記者会見するノルウェー・ノーベル賞委員会のフリードネス委員長=27日午前、東京都千代田区 来日中のノルウェー・ノーベル賞委員会のフリードネス委員長(40)と昨年ノーベル平和賞を受賞した日本原水爆被害者団体協議会(日本被団協)の田中熙巳代表委員(93)らは27日、東京都千代田区の上智大で講演した。被爆80年を前に、フリードネス氏は「被爆者の声に耳を傾けるべきだ」と語り、継承と核兵器廃絶を訴えた。
講演に先立ち、記者会見も実施。同委が受賞者の母国を訪問したのは初めてといい、フリードネス氏は「世界が耳を傾けるきっかけにしたい。被爆地を訪れ、新たなエネルギーを得た。被爆80年という機会に『核はもはやいらない』と言いたい」と力を込めた。

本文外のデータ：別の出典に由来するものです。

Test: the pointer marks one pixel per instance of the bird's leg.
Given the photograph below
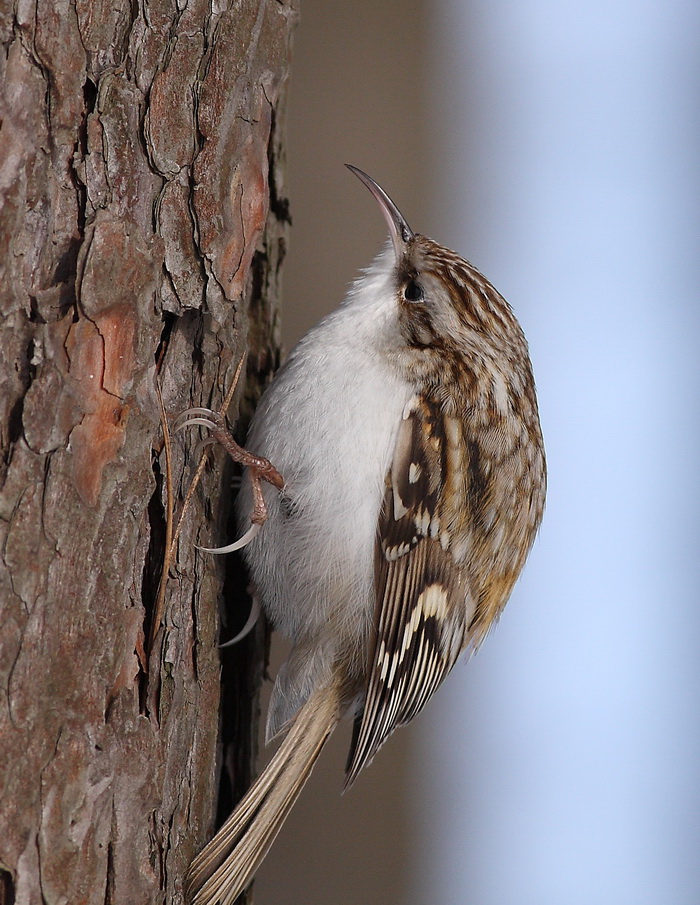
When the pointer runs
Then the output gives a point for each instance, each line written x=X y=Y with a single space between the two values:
x=259 y=469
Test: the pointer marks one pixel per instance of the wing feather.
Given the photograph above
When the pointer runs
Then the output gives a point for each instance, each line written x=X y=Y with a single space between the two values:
x=421 y=592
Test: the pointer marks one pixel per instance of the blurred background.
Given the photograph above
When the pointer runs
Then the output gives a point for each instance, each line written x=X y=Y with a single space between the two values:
x=555 y=145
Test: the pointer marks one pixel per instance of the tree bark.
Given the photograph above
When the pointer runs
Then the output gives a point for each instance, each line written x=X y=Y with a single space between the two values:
x=142 y=229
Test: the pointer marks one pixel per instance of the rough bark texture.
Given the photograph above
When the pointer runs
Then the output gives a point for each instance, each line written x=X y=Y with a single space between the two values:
x=142 y=221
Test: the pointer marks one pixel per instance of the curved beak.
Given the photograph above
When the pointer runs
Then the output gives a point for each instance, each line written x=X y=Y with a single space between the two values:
x=399 y=230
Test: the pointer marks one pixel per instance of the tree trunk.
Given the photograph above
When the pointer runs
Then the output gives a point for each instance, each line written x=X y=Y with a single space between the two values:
x=142 y=229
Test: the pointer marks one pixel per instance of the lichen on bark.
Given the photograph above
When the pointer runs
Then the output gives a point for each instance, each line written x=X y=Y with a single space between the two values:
x=139 y=146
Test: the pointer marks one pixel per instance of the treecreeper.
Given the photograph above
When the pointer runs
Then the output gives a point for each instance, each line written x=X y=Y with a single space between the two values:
x=405 y=480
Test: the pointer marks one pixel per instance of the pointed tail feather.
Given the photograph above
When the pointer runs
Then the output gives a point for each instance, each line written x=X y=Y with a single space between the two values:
x=225 y=867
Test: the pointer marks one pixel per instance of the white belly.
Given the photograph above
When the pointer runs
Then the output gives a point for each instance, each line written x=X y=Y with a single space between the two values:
x=328 y=424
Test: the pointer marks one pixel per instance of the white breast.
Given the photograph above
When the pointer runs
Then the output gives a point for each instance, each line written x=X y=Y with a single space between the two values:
x=328 y=423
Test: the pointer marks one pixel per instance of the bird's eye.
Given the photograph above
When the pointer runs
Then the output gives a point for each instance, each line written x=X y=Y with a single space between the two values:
x=413 y=291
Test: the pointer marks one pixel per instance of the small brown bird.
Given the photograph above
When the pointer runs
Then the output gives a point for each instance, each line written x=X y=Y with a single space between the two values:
x=405 y=427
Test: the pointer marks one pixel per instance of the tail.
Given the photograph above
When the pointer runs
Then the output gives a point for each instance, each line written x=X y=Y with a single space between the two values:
x=226 y=865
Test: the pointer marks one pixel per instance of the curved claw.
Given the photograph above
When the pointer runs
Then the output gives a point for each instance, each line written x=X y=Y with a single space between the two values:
x=213 y=416
x=248 y=627
x=236 y=545
x=191 y=422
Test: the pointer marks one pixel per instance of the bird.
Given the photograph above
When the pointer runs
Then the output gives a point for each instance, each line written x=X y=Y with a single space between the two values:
x=405 y=481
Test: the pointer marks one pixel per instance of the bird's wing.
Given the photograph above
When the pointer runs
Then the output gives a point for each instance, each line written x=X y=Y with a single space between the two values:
x=422 y=595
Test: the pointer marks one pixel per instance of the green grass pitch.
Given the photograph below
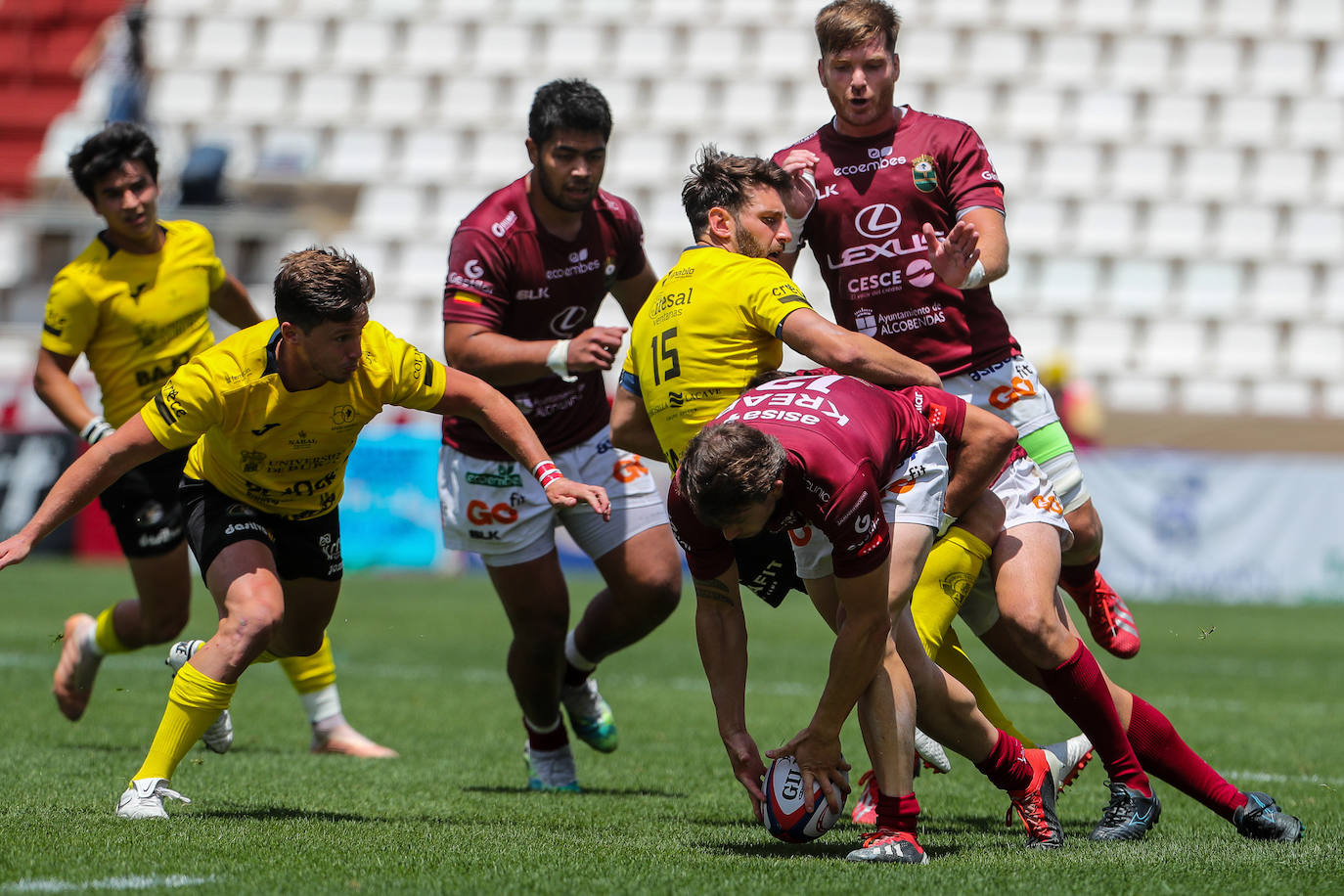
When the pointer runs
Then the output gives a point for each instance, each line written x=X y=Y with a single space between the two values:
x=421 y=665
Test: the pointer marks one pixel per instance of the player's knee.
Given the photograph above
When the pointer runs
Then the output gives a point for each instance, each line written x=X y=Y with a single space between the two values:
x=164 y=625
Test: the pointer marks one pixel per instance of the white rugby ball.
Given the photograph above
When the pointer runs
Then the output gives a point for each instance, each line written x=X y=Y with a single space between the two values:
x=785 y=814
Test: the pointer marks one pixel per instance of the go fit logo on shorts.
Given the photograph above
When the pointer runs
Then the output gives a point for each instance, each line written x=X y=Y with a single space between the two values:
x=481 y=514
x=1006 y=396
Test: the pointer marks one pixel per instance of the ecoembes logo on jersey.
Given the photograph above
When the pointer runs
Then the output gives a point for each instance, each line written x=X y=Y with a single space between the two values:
x=579 y=263
x=924 y=175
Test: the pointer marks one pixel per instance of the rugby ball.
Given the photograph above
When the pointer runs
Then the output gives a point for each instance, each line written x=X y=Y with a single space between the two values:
x=785 y=814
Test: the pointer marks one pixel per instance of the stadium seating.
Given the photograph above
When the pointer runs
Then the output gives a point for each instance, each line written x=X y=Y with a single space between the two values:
x=1172 y=168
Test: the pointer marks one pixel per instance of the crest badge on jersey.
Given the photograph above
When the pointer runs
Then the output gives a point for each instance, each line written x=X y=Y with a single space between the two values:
x=924 y=175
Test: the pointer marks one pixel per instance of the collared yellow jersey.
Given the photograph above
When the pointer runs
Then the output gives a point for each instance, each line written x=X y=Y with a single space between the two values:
x=137 y=317
x=277 y=450
x=710 y=326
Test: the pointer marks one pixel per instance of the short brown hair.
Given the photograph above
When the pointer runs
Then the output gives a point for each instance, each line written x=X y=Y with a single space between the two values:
x=320 y=284
x=845 y=24
x=728 y=468
x=722 y=180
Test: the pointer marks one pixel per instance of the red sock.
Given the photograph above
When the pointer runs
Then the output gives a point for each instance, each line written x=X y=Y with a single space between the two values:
x=553 y=739
x=1081 y=575
x=1080 y=690
x=1007 y=766
x=898 y=813
x=1163 y=752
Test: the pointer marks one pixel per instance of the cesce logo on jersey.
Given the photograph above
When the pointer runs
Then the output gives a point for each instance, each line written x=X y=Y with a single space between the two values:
x=481 y=514
x=1006 y=395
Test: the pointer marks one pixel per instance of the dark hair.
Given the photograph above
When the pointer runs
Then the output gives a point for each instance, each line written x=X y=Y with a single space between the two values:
x=108 y=151
x=728 y=468
x=719 y=180
x=567 y=104
x=845 y=24
x=320 y=284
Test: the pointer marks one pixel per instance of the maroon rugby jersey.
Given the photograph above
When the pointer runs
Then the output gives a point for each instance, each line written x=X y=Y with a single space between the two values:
x=845 y=439
x=875 y=194
x=513 y=276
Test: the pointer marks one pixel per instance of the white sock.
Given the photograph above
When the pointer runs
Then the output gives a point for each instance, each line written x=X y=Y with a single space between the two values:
x=574 y=657
x=322 y=704
x=542 y=730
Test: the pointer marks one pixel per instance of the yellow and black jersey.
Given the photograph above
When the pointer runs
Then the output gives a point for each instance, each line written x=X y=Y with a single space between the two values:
x=277 y=450
x=137 y=317
x=710 y=326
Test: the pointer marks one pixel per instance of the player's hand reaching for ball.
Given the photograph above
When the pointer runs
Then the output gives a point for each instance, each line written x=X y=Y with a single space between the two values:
x=820 y=760
x=594 y=348
x=953 y=255
x=562 y=492
x=747 y=767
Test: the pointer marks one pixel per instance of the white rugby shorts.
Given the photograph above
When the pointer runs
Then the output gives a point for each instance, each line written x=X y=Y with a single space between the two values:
x=1027 y=497
x=495 y=508
x=913 y=497
x=1009 y=389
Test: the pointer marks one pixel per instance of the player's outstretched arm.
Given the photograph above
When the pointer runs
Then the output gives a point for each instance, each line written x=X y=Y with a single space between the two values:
x=985 y=445
x=863 y=628
x=852 y=353
x=98 y=468
x=466 y=395
x=978 y=237
x=503 y=360
x=632 y=427
x=230 y=301
x=721 y=632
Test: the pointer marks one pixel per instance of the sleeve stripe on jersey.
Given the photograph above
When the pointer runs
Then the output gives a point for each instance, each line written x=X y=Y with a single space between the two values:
x=164 y=411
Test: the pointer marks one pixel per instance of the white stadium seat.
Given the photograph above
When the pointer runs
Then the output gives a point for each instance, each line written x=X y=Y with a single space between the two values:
x=1210 y=289
x=1211 y=173
x=1240 y=348
x=1172 y=347
x=1281 y=398
x=1140 y=62
x=1138 y=287
x=293 y=45
x=1282 y=291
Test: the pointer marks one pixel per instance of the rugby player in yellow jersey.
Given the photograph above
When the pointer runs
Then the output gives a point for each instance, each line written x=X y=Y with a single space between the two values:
x=712 y=324
x=136 y=304
x=272 y=414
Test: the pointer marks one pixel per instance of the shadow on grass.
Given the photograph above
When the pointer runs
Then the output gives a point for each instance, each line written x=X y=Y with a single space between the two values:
x=586 y=791
x=283 y=813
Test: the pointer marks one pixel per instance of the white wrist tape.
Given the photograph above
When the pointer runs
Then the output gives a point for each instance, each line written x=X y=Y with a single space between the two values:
x=558 y=360
x=976 y=277
x=96 y=428
x=796 y=223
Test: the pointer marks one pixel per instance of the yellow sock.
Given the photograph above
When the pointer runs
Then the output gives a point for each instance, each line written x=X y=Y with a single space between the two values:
x=194 y=702
x=953 y=564
x=312 y=673
x=955 y=661
x=107 y=636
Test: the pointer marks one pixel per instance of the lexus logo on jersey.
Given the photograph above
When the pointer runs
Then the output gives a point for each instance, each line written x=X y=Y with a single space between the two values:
x=567 y=321
x=877 y=220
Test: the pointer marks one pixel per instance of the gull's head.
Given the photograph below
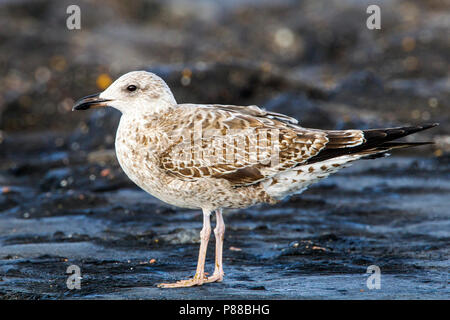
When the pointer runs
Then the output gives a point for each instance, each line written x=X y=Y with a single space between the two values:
x=137 y=91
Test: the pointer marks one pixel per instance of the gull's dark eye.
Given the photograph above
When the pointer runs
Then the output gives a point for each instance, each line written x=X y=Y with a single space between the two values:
x=131 y=88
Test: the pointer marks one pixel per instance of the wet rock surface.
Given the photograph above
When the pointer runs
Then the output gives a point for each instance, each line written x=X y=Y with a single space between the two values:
x=65 y=201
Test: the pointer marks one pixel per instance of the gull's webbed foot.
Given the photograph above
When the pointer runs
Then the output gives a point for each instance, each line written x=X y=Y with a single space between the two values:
x=216 y=277
x=196 y=281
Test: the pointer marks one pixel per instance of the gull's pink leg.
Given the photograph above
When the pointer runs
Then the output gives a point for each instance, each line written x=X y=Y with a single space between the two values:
x=219 y=232
x=199 y=277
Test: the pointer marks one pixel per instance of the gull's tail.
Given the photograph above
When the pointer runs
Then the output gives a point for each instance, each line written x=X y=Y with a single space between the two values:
x=377 y=143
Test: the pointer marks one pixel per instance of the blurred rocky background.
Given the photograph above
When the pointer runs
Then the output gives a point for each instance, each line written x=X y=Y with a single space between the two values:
x=64 y=200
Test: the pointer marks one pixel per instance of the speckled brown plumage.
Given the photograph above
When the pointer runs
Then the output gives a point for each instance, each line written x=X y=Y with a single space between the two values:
x=211 y=157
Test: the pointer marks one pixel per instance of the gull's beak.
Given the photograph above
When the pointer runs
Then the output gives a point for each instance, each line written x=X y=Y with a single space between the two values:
x=92 y=101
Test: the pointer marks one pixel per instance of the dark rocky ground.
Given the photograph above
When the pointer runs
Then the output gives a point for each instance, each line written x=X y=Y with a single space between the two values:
x=64 y=200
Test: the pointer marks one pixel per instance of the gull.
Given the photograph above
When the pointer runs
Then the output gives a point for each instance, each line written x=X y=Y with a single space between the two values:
x=212 y=157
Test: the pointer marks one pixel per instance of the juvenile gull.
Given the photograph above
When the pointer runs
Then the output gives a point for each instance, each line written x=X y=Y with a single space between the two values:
x=211 y=157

講演は「ノーベル平和賞カンファレンス」としてノーベル研究所が主催。フリードネス氏は「被爆者は証人であり教師で、『核のタブー』をつくり上げた。不安定な核の時代に突入する瀬戸際の現在、被爆者のメッセージに立ち戻るべきだ」と述べた。継承の重要性も強調し、「若者は記憶の管理人になってほしい」と呼び掛けた。
田中さんは被爆者の高齢化に触れ、「私たちがやってきた運動を次の世代が築いていってほしい。核廃絶の国際条約を願う」と語った。児玉三智子事務局次長(87)も「核を使うのも、なくすことができるのも私たち人間だ」と訴えた。